Kuranishi was an invited speaker at the International Congress of Mathematicians in 1962 at Stockholm with the talk On deformations of compact complex structures and in 1970 at Nice with the talk Convexity conditions related to 1/2 estimate on elliptic complexes. He was a Guggenheim Fellow for the academic year 1975–1976. In 2000 he received the Stefan Bergman Prize. In 2014 he received the Geometry Prize of the Mathematical Society of Japan.
Research
Kuranishi and Élie Cartan established the eponymous Cartan-Kuranishi Theorem on the continuation of exterior differential forms. In 1962, based upon the work of Kodaira Kunihiko and Donald Spencer, Kuranishi constructed locally complete deformations of compact complex manifolds.
In 1982 he made important progress in the embedding problem for CR-structures (Cauchy-Riemann structures).
In a series of deep papers published in 1982 [Kur I, II, III], Kuranishi developed the theory of harmonic integrals on strongly pseudoconvex CR structures over small balls along the line developed by D. C. Spencer, C. B. Morrey, J. J. Kohn and Nirenberg. He considered a strongly pseudoconvex CR structure on a manifold of real dimension 2n–1. In [Kur I], he established the a priori estimate for the Neumann boundary problem on the complex associated with the structure, in the case the structure is induced by an embedding in Cn and restricted to a small ball of special type, provided 1 ≤ q ≤ n – 3, where q is the degree of differential forms. In [Kur II], he developed the regularity theorem of solutions of the Neumann boundary problem based on the a priori estimate of [Kur I]. As a significant application of his deep theory, he proved in [Kur III] that, when n ≥ 5, the structure is realized on a neighborhood of a reference point by an embedding in Cn.

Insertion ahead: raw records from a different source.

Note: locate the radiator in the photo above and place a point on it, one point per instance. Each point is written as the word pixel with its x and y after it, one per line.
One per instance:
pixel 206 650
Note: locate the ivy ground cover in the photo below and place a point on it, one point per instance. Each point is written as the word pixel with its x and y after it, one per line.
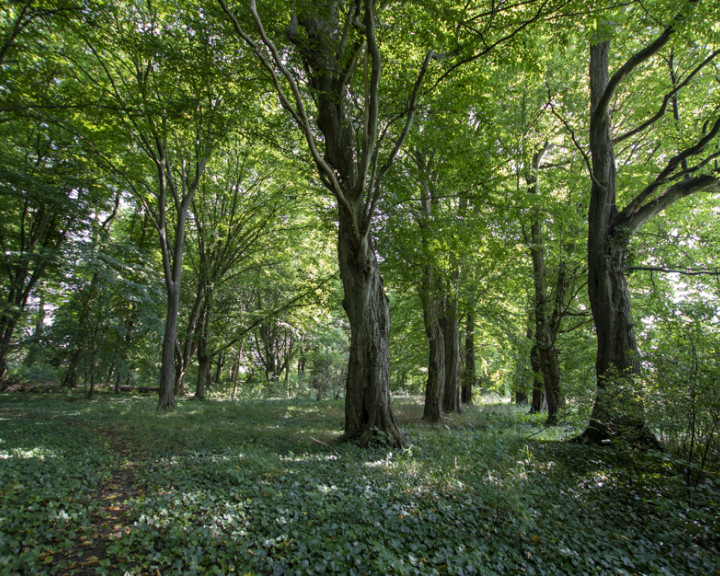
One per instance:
pixel 267 487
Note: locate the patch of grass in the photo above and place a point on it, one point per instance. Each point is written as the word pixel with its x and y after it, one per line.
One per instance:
pixel 266 487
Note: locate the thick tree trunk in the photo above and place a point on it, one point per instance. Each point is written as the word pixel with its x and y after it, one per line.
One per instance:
pixel 167 367
pixel 618 409
pixel 367 390
pixel 451 332
pixel 468 374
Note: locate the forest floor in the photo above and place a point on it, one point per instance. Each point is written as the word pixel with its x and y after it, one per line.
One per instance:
pixel 266 487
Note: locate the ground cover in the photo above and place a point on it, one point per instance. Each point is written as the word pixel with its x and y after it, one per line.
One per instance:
pixel 266 487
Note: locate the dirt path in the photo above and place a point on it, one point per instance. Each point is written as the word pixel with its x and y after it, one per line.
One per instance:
pixel 112 517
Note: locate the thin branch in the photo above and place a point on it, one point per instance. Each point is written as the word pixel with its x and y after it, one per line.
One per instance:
pixel 666 270
pixel 666 100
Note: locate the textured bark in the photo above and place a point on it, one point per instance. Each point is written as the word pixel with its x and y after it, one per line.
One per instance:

Thus, by Kuranishi's work, in real dimension 9 and higher, local embedding of abstract CR structures is true and is also true in real dimension 7 by the work of Akahori. A simplified presentation of Kuranishi's proof is due to Webster. For n = 2 (i.e. real dimension 3), Nirenberg published a counterexample. The local embedding problem remains open in real dimension 5.